Ofra, established in the Binyamin region of the West Bank in 1975, is beyond Israel's security barrier and is considered an isolated settlement, the Post said.
Ofra is a legal settlement under Israeli law because it was approved in the 1970s even though it doesn't meet all the technical requirements, including having a master plan, the Post said. The situation is muddled further because many homes are on land that is privately owned by Palestinians. It is Israeli government policy not to approve building on private Palestinian property.
Several groups in recent years have filed petitions against homes in the settlements.
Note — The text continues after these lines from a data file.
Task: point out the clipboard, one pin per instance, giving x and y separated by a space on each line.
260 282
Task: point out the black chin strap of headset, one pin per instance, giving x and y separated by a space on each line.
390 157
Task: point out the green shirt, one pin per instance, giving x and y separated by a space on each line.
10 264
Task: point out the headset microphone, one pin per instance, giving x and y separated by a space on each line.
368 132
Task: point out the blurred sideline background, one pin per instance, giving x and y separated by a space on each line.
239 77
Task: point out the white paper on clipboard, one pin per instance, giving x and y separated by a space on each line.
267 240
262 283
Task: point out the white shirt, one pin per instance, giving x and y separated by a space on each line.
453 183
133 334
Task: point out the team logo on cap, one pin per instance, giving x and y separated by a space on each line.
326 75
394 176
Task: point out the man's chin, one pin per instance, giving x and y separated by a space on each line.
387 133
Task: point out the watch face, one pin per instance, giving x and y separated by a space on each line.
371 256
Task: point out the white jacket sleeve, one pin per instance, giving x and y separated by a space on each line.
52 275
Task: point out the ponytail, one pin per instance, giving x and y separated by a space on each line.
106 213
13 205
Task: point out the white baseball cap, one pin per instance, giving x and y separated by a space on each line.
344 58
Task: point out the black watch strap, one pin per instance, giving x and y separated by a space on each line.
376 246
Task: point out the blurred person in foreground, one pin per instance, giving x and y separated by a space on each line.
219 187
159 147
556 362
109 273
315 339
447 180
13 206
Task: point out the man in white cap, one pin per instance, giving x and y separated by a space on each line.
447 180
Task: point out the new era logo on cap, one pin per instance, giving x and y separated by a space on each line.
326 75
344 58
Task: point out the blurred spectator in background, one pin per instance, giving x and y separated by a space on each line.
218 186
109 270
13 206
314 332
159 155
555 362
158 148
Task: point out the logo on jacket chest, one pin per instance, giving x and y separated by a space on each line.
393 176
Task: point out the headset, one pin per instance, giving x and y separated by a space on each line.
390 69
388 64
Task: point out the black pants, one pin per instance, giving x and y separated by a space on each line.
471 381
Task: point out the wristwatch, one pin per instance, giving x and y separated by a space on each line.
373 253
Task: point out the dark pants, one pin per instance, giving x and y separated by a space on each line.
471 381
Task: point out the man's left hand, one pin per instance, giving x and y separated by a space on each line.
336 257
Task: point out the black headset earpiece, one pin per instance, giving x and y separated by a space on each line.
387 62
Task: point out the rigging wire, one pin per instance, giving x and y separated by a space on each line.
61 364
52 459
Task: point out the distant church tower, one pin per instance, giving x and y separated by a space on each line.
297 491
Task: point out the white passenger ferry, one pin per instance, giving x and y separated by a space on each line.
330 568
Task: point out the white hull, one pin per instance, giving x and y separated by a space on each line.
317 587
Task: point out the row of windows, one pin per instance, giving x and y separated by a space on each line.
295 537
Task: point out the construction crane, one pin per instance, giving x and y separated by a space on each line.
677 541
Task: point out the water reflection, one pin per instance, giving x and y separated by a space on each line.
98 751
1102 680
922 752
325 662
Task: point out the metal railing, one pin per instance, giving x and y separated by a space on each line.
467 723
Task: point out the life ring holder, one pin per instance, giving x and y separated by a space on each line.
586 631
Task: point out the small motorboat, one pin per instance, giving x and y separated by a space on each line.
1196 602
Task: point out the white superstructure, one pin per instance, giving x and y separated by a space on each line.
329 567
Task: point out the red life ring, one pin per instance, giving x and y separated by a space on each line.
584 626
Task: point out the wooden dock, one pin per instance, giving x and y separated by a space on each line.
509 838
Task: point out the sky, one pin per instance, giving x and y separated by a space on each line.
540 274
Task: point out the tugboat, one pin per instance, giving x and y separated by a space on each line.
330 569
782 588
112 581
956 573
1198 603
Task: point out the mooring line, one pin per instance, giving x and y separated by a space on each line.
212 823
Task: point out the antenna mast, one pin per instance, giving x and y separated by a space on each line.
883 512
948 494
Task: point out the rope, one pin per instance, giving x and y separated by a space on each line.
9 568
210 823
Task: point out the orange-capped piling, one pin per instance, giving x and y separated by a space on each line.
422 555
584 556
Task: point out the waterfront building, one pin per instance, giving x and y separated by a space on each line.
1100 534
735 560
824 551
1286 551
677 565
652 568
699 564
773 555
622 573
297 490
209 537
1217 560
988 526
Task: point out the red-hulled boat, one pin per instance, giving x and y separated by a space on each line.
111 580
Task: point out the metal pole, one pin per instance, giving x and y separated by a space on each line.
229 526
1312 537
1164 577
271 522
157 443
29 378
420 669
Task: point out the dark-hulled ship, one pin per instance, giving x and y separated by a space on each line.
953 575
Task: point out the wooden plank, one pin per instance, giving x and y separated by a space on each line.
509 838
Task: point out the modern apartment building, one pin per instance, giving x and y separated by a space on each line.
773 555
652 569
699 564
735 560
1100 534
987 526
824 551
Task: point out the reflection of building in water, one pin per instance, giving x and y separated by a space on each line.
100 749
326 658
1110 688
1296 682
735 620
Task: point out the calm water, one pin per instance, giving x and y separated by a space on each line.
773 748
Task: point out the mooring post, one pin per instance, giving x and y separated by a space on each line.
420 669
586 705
The Post said the petitioners hoped that a precedent of tearing down settlement homes on private Palestinian property would be set that could apply throughout the West Bank.
Prime Minister Binyamin Netanyahu said last month he would approve new building as part of the release of 26 prisoners at the end of December, despite being urged not to do so by the United States and several European countries because of the effort to achieve a framework agreement by April.
Peace Now criticized the Civil Administration's decision concerning construction in the settlements of Ofra and Karnei Shomron, noting neither would be part of Israel in any final-status agreement with the Palestinians.
"A government that is seeking a two-state solution would not further entrench the conflict by building in the settlements, and especially in settlements that have no chance to remain under Israeli sovereignty," the organization said in a statement.